At zero temperature, weak coupling shows Slater antiferromagnetism with small gaps.

Increasing U transitions the system to Mott-Hubbard antiferromagnetism with large gaps.

Finite temperature induces a metal-insulator transition between pseudogap and Mott insulator phases.

Abstract

We describe a low-temperature approach to the two-dimensional half-filled Hubbard model which allows us to study both antiferromagnetism and single-particle properties. This approach ignores amplitude fluctuations of the antiferromagnetic (AF) order parameter and is valid below a crossover temperature $T_X$ which marks the onset of AF short-range order. Directional fluctuations (spin waves) are described by a non-linear sigma model (NL$\sigma$M) that we derive from the Hubbard model. At zero temperature and weak coupling, our results are typical of a Slater antiferromagnet.

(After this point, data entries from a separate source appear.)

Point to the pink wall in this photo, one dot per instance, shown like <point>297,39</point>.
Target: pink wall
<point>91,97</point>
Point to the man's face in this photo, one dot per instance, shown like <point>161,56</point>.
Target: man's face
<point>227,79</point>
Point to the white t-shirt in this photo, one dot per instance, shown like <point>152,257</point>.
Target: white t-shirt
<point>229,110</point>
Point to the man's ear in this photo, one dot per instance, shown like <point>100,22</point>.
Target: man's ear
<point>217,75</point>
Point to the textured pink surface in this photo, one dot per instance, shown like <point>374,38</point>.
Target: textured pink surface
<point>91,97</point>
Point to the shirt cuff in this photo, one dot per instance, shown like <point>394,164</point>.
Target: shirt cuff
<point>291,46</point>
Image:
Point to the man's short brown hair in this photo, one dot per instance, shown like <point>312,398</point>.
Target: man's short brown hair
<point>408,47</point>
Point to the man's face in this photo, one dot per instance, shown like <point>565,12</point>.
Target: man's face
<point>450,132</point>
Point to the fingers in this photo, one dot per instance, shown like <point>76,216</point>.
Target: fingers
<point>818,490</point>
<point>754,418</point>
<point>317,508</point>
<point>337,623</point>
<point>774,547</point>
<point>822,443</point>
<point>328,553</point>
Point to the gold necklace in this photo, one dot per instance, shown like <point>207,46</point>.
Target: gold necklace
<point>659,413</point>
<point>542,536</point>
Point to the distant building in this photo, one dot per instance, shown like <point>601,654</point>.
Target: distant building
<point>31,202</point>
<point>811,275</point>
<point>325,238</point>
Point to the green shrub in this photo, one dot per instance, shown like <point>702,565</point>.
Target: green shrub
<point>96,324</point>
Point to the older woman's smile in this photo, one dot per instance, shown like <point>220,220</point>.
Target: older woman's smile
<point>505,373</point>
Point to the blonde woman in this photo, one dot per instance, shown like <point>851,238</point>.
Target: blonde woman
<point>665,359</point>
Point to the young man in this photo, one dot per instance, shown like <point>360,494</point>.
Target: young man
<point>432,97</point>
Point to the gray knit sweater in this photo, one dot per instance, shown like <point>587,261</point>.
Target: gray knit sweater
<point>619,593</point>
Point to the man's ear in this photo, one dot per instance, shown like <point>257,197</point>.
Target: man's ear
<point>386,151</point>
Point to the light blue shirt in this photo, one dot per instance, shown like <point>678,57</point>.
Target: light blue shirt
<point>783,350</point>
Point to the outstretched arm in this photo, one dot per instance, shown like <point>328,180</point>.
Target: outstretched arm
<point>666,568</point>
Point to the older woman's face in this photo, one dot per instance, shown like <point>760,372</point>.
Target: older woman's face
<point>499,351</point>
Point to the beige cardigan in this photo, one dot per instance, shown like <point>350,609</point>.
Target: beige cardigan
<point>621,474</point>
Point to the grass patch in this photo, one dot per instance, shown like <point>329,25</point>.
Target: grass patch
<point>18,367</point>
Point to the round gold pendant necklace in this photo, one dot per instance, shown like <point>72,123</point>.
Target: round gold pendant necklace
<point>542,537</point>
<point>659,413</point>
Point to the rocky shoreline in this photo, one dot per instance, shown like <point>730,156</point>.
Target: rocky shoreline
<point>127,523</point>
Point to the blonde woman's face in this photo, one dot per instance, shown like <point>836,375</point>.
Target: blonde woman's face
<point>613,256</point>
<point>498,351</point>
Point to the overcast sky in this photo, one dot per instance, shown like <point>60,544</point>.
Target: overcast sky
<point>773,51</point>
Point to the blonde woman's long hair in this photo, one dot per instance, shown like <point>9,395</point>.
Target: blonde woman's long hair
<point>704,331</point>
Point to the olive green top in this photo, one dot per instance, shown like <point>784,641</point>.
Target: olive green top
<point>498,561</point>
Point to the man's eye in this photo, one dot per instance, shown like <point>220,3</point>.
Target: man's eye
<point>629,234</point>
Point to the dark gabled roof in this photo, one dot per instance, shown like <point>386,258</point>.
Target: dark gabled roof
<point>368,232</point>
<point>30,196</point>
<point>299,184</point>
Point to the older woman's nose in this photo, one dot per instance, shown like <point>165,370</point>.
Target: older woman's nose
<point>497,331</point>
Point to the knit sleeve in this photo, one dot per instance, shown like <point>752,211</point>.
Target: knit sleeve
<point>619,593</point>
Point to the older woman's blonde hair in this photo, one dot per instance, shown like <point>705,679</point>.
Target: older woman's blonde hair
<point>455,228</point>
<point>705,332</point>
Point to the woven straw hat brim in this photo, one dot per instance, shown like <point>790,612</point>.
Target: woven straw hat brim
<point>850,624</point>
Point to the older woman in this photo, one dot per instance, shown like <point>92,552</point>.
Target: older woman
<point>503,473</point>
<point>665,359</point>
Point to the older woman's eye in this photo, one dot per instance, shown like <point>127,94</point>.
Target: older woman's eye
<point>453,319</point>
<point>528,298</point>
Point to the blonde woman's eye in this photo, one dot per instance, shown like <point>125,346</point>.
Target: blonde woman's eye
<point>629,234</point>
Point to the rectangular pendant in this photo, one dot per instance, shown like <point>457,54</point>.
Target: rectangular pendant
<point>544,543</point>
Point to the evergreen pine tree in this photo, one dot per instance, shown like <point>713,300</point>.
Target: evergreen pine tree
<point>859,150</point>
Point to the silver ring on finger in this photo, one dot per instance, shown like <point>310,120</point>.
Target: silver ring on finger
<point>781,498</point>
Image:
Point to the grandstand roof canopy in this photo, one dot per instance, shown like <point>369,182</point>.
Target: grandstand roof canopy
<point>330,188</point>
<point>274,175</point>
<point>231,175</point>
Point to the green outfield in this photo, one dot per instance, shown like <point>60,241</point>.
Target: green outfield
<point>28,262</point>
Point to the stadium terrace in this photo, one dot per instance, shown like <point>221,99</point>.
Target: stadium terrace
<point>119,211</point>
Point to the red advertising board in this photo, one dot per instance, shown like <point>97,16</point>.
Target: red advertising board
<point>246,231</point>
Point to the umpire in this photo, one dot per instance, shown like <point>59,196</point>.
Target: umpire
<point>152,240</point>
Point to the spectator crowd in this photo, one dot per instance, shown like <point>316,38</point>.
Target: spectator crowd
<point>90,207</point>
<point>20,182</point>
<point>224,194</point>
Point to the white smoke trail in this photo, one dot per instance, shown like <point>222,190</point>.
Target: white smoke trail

The AF gap is exponentially small; there are well-defined Bogoliubov quasi-particles (QP's) (carrying most of the spectral weight) coexisting with a high-energy incoherent excitation background. As $U$ increases, the Slater antiferromagnet progressively becomes a Mott-Heisenberg antiferromagnet. The Bogoliubov bands evolve into Mott-Hubbard bands separated by a large AF gap. A significant fraction of spectral weight is transferred from the Bogoliubov QP's to incoherent excitations. At finite temperature, there is a metal-insulator transition between a pseudogap phase at weak coupling and a Mott-Hubbard insulator at strong coupling. Finally, we point out that our results straightforwardly translate to the half-filled attractive Hubbard model, where the ${\bf q}=(\pi,\pi)$ charge and ${\bf q}=0$ pairing fluctuations combine to form an order parameter with SO(3) symmetry.